El espejo

Mirando en un espejo, 1787
MARIE LOUISE ÉLISABETH VIGÉE-LEBRUN (1755 – 1842)

—¿Cuántos años tienes, niña?
No responde. Una niña con la ropa agujereada, rasgada, de colores indefinibles, miraba a un soldado americano. Su boina con forma de barca volteada se reconocía inmediatamente, llevaba un brazalete con una cruz roja. La niña parecía estar hurgando entre los escombros, tenía sangre en un brazo.
— ¿Te has herido?
Ella quiso huir, el soldado la retuvo agarrando el cuello de lo que debía ser un abrigo y que evidentemente no era de su talla. Ya medía aproximadamente 1,60 m y sus pechos ya no era los de una niña. Se puso a gritar y no sin razón, la soldadesca no tenía buena reputación en esa Nápoles bombardeada por los alemanes.
— Muéstrame lo que escondes en tu ropa. Te curaré.
Se apartó y sacó un trozo de espejo que agarraba con una mano. Lo sostuvo delante de ella y se observó. Tenía un bello rostro ovalado y rasgos muy finos, sus ojos azulados en forma de almendras se bajaban ligeramente hacia el exterior, una raya central separaba dos mechones de pelo abundante, claro y ondulado. Su mirada se detuvo con insistencia. Luego se sonrió y satisfecha se volvió hacia el G.I. y le acompañó sin más rebelarse.
El juez preguntó por última vez si el divorcio fue consensuado y finalmente declaró la separación de la pareja Daniel Dunnagan y Olivia Falletti.
— ¿Olivia tiene usted algo que añadir? – preguntó el juez.

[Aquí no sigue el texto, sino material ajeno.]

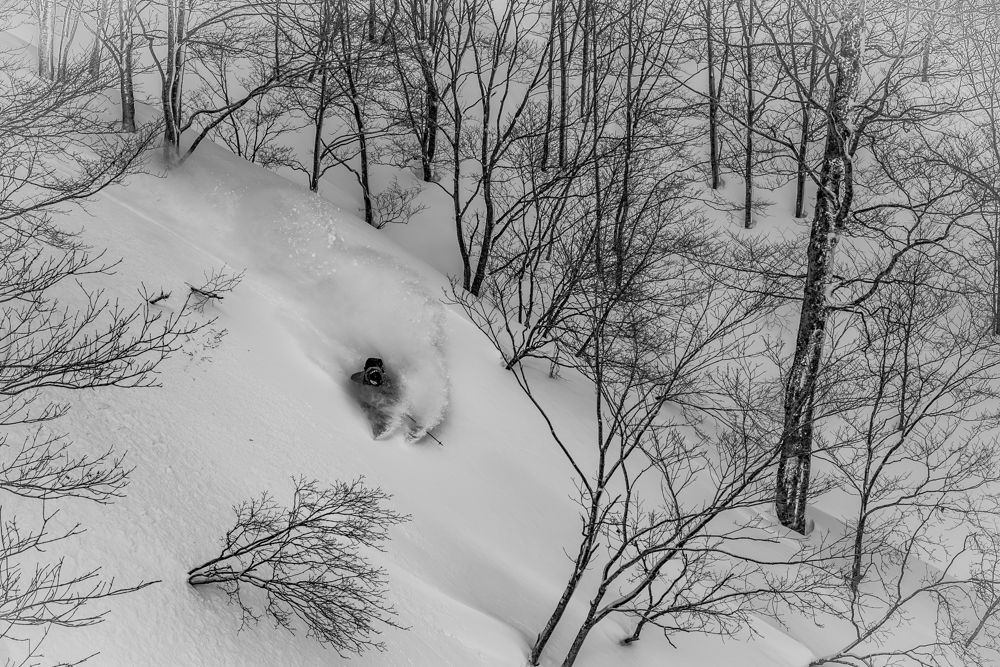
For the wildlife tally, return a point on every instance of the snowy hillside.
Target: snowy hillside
(479, 566)
(731, 392)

Olivia no respondió, limpió cuidadosamente una lágrima para que no correrá su rímel, y se levantó. En el pasillo que separaba el tribunal de la gran sala. Se detuvo, sacó de su bolso el espejo del que nunca se separaba y que había hecho reconstruir e incrustar en un bonito soporte de plata. Se miró largamente, su imagen era perfecta, ni la más mínima arruga, el color azulado y la forma almendrada un poco triste de sus ojos colgaban en medio del óvalo magnífico de su rostro rodeado de una cabellera naturalmente ondulante.
Ella no vaciló más y corrió en los brazos de su nuevo amante que la esperaba en medio del vestíbulo público.